Hessian fly eggs have been spotted on wheat in Beaufort County, NC. Larvae will hatch from these eggs and will feed throughout the cold months, killing tillers. Here are some bits of information to help you decide whether or not to spray:
1) Spray only susceptible varieties. A list of high yielding varieties with Hessian fly resistance ratings (if known) can be found here.
2) Do not spray wheat that was planted with an insecticidal seed treatment. A NCSU master’s student sprayed wheat treated with an insecticidal seed treatment twice a month during the fall in multiple locations during 2014 and 2015. The seed treatment alone was enough to hold the flies back through the fall (published paper here).
3) Check your earliest planted wheat for Hessian fly larvae and pupae. A good way to do this is do take a shovel and carefully dig up plants. Keep all the soil on the shovel and dissect the plants. Focus in the soil on dead tillers that may have rotted; pupae and larvae may be harboring in these dead tillers that are not apparent on the surface.
4) See if you have eggs. A photo of an egg is provided in this article from 2016. There is no threshold for spraying eggs, although we are working on developing one. I get worried when there is at least one egg per tiller, but that doesn’t necessarily mean this will turn into anything or mandate a spray.

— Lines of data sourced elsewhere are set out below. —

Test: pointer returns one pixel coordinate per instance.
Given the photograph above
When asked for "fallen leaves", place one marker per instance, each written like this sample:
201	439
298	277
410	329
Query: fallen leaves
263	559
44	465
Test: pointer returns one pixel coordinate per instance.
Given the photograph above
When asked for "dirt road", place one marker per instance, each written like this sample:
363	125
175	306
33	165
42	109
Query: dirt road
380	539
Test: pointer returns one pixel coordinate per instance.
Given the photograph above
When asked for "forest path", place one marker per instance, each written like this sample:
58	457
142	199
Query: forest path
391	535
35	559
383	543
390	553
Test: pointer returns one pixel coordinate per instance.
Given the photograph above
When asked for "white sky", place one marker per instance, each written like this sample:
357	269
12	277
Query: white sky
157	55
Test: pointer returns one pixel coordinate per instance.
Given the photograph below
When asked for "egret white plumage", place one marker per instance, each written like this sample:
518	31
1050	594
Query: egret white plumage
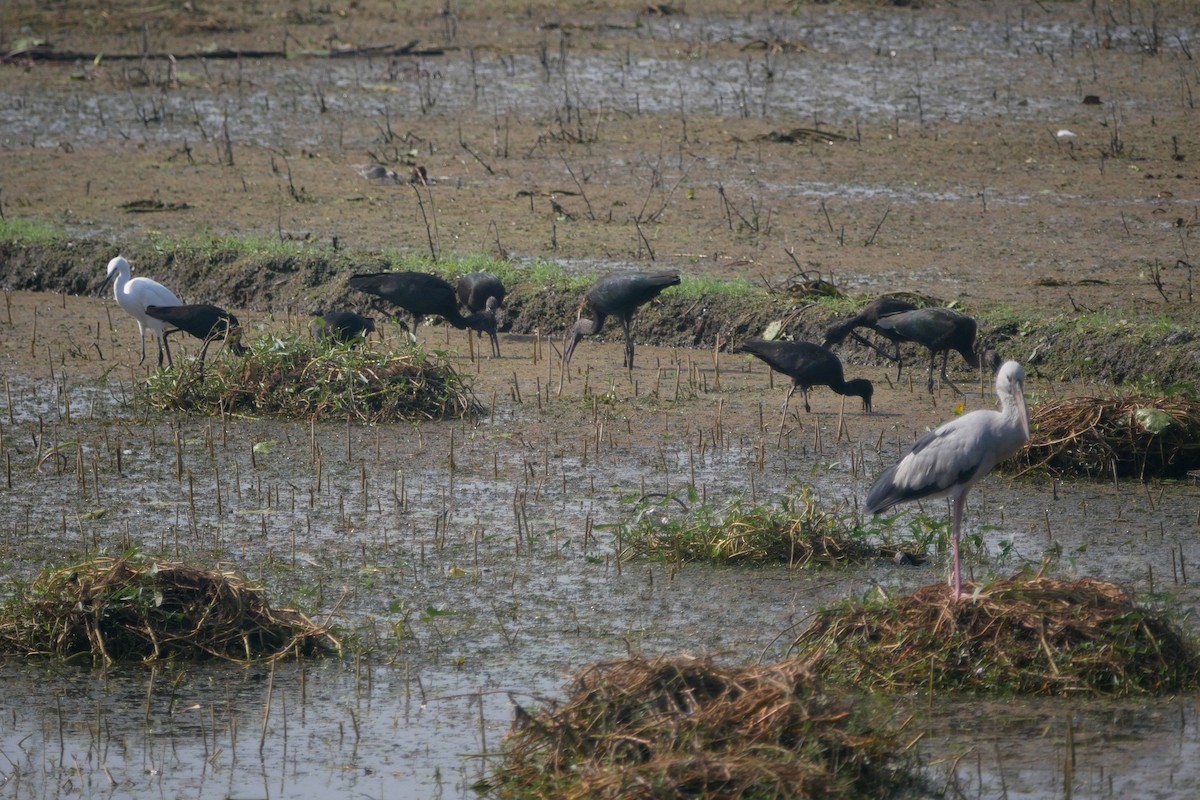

5) Spray as soon as you can if there are eggs, but not right before a rain. We think that the insecticide works best if you can get some residual to kill adults. It is possible that the insecticide can kill larvae when they hatch from the eggs and move down the leaf to feed below the soil surface. A spray targeted when eggs first show up should work the best if these assumptions are true. See this article for an efficacy trial.
6) Consider other pests and beneficials that might be in your field. If you have aphids in the field, you might get more bang for your buck on a spray by eliminating this insect. Fall infestations of aphids can be associated with barley yellow dwarf virus in the spring. Also remember that if you end up spraying, you will knock out any beneficials that might help you in the winter hold back things like aphids, winter grain mite, or even Hessian fly.
If you want more extensive coverage of all our recommendations and fly biology, they can be found in Biology and Management of Hessian Fly in the Southeast, the Small Grain Production Guide, or this video here.